Figure 7. The folding nucleus of the oxidized apo SOD1 monomer is comprised by the strands β1, β2, β3, β4, and β7 forming diffuse contacts through the centre of the hydrophobic core (red).
The most frequently sampled unfolding intermediate of the SOD1 monomer has loops IV and VII locally unfolded (yellow). The second unfolding step is likely to involve unfolding of the protective β-strands β5, β6, and β8 on either side of the folding nucleus. The bottom panel shows the chevron plots for mutation of the Cu (cyan) and Zn (magenta) ligands to serines. The corresponding ϕ values are about 0.5 and 0, respectively.
Figure 8. The folding nucleus of the apo SOD1 monomer (red) and the protective β-strands β5, β6, and β8 (white).

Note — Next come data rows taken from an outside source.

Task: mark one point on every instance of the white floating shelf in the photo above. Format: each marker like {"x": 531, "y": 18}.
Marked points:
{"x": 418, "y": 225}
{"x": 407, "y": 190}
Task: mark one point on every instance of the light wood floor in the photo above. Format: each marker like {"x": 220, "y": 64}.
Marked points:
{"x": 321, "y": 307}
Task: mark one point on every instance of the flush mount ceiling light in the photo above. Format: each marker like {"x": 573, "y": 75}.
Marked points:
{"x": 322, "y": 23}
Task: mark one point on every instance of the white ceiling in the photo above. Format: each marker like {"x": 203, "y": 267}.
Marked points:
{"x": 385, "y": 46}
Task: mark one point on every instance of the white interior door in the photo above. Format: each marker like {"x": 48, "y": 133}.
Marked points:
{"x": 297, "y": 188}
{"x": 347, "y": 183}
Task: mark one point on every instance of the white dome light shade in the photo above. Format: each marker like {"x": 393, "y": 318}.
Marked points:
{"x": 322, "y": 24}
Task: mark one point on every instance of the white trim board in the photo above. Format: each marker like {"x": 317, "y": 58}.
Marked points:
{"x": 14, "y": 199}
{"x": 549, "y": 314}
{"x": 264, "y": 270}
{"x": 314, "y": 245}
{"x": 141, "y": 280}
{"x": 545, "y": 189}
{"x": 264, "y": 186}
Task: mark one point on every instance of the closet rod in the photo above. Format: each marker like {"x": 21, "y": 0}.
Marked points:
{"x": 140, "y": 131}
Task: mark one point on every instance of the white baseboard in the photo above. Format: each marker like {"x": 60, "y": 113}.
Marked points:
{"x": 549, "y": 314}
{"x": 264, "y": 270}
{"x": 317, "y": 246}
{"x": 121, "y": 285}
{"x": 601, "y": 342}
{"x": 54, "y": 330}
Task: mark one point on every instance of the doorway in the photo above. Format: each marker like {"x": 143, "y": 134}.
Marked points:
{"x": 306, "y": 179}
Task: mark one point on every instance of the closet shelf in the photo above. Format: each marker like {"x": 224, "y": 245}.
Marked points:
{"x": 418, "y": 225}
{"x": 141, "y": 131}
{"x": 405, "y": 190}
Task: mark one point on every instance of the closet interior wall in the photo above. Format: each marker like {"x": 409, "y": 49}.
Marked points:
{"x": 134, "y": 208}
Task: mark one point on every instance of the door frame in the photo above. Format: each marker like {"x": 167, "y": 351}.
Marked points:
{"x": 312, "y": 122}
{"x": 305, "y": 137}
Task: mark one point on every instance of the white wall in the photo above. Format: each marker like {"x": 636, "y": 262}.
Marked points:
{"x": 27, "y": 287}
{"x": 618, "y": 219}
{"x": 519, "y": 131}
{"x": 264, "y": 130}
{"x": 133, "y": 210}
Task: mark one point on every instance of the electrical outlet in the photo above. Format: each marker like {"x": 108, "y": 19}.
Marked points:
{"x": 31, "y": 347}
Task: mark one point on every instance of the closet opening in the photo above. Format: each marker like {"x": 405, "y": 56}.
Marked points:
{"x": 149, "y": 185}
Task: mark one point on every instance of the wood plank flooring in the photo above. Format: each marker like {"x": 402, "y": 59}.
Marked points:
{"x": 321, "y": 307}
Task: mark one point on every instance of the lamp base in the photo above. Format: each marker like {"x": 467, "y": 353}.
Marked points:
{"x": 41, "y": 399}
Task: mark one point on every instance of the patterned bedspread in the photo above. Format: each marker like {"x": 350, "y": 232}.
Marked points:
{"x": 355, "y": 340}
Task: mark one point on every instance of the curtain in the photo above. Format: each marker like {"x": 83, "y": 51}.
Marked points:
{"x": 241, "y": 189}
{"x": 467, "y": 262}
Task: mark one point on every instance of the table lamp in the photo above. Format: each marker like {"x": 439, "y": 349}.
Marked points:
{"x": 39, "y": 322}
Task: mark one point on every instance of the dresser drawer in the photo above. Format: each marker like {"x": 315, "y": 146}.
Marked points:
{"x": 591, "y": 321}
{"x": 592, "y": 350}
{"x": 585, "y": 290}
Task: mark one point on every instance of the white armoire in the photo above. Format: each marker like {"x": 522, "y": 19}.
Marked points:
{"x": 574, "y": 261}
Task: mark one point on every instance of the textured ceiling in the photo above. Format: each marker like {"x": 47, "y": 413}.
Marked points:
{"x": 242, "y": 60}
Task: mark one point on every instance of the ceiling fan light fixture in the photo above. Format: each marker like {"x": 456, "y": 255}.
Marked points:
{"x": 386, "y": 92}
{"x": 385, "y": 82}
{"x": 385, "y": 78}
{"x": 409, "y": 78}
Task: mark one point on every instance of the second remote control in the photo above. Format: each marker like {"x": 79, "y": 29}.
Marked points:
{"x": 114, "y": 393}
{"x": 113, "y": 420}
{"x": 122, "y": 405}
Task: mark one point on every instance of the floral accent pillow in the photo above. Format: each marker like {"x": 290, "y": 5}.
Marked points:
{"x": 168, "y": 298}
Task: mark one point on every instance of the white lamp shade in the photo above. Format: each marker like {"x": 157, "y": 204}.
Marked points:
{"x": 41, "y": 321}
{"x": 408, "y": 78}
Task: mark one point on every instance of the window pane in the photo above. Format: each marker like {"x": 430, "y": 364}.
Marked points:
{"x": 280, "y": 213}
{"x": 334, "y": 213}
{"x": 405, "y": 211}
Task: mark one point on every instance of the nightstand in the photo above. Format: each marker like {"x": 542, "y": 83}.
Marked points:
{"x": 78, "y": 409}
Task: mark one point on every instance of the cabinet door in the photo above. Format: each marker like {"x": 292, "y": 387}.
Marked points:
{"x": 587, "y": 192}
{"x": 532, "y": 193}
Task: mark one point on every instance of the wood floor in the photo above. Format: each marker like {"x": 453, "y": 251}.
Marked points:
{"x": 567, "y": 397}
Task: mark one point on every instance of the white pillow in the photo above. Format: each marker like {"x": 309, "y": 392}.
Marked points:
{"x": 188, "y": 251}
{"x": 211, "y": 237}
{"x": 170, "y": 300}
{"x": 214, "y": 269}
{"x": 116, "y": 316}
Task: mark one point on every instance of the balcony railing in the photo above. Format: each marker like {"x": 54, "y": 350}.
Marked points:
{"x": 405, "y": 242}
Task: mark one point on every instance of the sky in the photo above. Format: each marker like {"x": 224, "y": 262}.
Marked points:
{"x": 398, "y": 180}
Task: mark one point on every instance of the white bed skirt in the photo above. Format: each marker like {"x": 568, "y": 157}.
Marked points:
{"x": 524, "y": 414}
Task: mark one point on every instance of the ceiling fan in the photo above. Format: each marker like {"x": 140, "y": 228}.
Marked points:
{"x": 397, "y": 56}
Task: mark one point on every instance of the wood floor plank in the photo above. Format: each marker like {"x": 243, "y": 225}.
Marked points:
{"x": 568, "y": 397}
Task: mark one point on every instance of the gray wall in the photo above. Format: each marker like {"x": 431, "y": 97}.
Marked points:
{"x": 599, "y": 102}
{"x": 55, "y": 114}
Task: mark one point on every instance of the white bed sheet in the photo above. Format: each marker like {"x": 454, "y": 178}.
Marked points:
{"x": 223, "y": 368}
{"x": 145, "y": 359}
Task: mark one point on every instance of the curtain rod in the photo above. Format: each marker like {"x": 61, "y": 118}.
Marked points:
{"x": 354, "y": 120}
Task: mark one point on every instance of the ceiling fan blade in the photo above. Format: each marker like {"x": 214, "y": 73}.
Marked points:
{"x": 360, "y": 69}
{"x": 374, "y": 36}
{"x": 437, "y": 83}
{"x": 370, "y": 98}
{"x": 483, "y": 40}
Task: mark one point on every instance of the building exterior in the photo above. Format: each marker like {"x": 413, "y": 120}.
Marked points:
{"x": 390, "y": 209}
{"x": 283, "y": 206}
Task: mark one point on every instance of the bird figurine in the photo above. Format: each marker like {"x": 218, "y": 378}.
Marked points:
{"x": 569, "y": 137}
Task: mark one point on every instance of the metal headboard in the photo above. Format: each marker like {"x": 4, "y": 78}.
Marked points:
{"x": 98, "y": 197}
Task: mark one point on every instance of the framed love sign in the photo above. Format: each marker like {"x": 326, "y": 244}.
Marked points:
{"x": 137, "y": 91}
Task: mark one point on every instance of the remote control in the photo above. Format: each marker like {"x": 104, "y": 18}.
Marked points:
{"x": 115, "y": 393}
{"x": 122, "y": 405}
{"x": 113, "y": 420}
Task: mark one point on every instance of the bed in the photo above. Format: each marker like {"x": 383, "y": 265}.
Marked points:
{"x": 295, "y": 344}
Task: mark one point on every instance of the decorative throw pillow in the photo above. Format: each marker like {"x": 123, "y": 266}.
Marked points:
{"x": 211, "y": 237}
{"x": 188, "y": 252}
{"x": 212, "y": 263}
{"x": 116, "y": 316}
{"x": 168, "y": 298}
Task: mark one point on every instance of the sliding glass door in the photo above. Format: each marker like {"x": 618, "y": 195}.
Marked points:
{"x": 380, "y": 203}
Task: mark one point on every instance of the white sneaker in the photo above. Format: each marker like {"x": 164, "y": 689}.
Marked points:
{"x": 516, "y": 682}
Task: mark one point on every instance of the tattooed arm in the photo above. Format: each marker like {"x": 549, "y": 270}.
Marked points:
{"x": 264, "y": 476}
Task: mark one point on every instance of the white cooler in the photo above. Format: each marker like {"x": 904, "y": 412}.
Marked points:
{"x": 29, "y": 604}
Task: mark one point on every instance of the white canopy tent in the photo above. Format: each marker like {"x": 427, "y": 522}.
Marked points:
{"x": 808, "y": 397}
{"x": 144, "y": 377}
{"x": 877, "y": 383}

β5 and β6 contain aggregation gatekeepers in the form of positive (red) and negative (blue) charges that prevents erroneous side-to-side contacts of the sheets, and β8 seals up the continuous hydrogen-bonds around the hinge of the SOD1 half barrel.
CONCLUSIONS
From a reductionist perspective, it is thus apparent that the molecular determinants for ALS fit nicely into a simplistic scheme for protein aggregation (Fig. 2). Although the vast number and broad structural distribution of the ALS-associated SOD1 mutations may at first be perplexing, they seem all to affect protein stability or repulsive charge. Decreased stability towards unfolding is either through mutations that sterically perturb the SOD1 structure (DiDonato et al., 2003; Lindberg et al., 2002b; Rodriguez et al., 2002) or loss of metal affinity (Banci et al., 2007; Shaw and Valentine, 2007), whereas the decrease of repulsive charge is preferentially through loss of negatively charged sidechains at the SOD1 surface. In the few cases where the ALS mutations produce an increased repulsive charge, the sidechain substitutions are accompanied by severe structural obstruction or occur in strictly conserved positions (Sandelin et al., 2007): the opposed effect of increased repulsive charge here is not sufficiently strong to compensate for the concomitant loss of protein stability. Taken together, these disease factors constitute the classical hallmarks for a toxicity mechanism based on aggregation, either in the form of self association (Chiti et al., 2003) or erroneous interaction with other negatively charged biomolecules. An important task is now to establish if there are any ALS mutations that deviate from this general pattern. For example, it is conceivable that ALS would be triggered by mutations that enhance the intrinsic stickiness of the SOD1 molecule (Otzen et al., 2000; Richardson and Richardson, 2002; Rousseau et al., 2006a; b; Thirumalai et al., 2003), increase the extent of misfolding by interfering with negative-design features (Otzen and Oliveberg, 1999; Richardson et al., 1992), or interfere negatively with binding to the SOD1-specific chaperone CCS (Lamb et al., 2001). It is also not clear which of the SOD1 features that actually promote SOD1 deposition in ALS. There seems to be many ways to aggregate proteins in vitro and all of these needs not to be disease relevant (Otzen and Oliveberg, 2004).